Asian markets mostly fell yesterday, with Shanghai and Hong Kong leading the way, with an early rally overcome by simmering concerns about a possible China-US trade war.
Worry over the world economy also sent the dollar up against high-yielding currencies as traders sought out safer bets.
Bargain buyers took advantage of the cheap valuations in the morning after Tuesday’s blow-out that came in response to the world’s top two economies threatening each other with tariffs on a mind-boggling amount of imports.
However, nervous traders turned sellers again as the day wore on, with analysts warning the next plunge could come at any moment, while central bankers voiced concerns about the impact a trade war could have on the global economy.
US traders gave their Asian counterparts a mixed lead, with the Nasdaq hitting a new record close thanks to a surge in tech giants, while the Dow and S&P 500 finished in the red.
Hong Kong and Shanghai – the two were the worst hit by Tuesday’s selling frenzy – were the big losers among major markets.
Hong Kong sank 1.4% at 29,296.05 and Shanghai finished 1.4% lower at 2,875.81.
Singapore shed 0.3% and Seoul lost 1.1%, with Manila and Bangkok also more than 1% lower.
However, Tokyo ended 0.6% higher at 22,693.04 and Sydney gained 1%.
Wellington also jumped more than 1% after data showed that while New Zealand’s economy cooled in January-March, interest rates are not expected to rise in the near term.
Stephen Innes, head of Asia-Pacific trading at OANDA, said markets were “unsure if we’re in the calm after the storm, the lull between storms or even in the eye of the hurricane”.
Trump’s protectionist America First agenda has also seen him threaten tariffs on steel and aluminium from the European Union and on Wednesday the bloc outlined retaliatory measures against several US goods such as blue jeans and motorcycles.
The upheaval has spooked the heads of the world’s central banks, who said Wednesday they were seeing confidence already being hit, forcing them to reconsider their forecasts for growth.
While the US economy is humming, Federal Reserve boss Jerome Powell warned at a European Central Bank conference in Portugal: “Changes in trade policy could cause us to have to question the outlook. “For the first time, we’re hearing about decisions to postpone investment, postpone hiring.”
His remarks were in line with those of his peers including from Japan and Australia, while ECB head Mario Draghi said: “There have been lessons one can learn from the past.
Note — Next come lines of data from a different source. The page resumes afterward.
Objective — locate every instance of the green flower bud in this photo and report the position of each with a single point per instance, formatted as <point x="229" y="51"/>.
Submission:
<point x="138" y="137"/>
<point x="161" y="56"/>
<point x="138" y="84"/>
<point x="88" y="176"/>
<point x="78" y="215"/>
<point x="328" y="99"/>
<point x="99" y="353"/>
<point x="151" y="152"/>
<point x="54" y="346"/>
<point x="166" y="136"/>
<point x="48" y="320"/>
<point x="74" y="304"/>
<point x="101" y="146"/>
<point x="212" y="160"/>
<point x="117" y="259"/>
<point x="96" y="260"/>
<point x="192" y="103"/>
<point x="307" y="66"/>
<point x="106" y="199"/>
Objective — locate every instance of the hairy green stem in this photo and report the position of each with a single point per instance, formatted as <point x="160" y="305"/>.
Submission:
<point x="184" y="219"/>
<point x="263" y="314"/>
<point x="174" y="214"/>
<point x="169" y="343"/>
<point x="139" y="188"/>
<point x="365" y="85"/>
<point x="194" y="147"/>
They are all negative.”
On currency markets the dollar rose across the board on a flight to safety.
The greenback was sharply up against the Korean won, Australian dollar, Indonesian rupiah and Thai baht.
The New Zealand dollar was also weighed by lower expectations for the country’s interest rates.
The pound continues to struggle as British Prime Minister Theresa May pushed through key Brexit legislation but still faces pressure to pick up the pace of talks with the EU ahead of a planned March withdrawal.
Oil prices were down as a dip in US stockpiles was overshadowed by concerns ahead a key Opec meeting, where kingpin Saudi Arabia and non-member Russia are pushing for an increase in output.
While a hike is expected some members of the cartel are against the move, including Iran and Venezuela who complain the proposed hike is the result of pressure from the United States.
“The market is still in search of some semblance of clarity,” Innes said, but added: “While clarity brings power, I suspect it will also bring waves of volatility as we’re indeed headed for some collision.”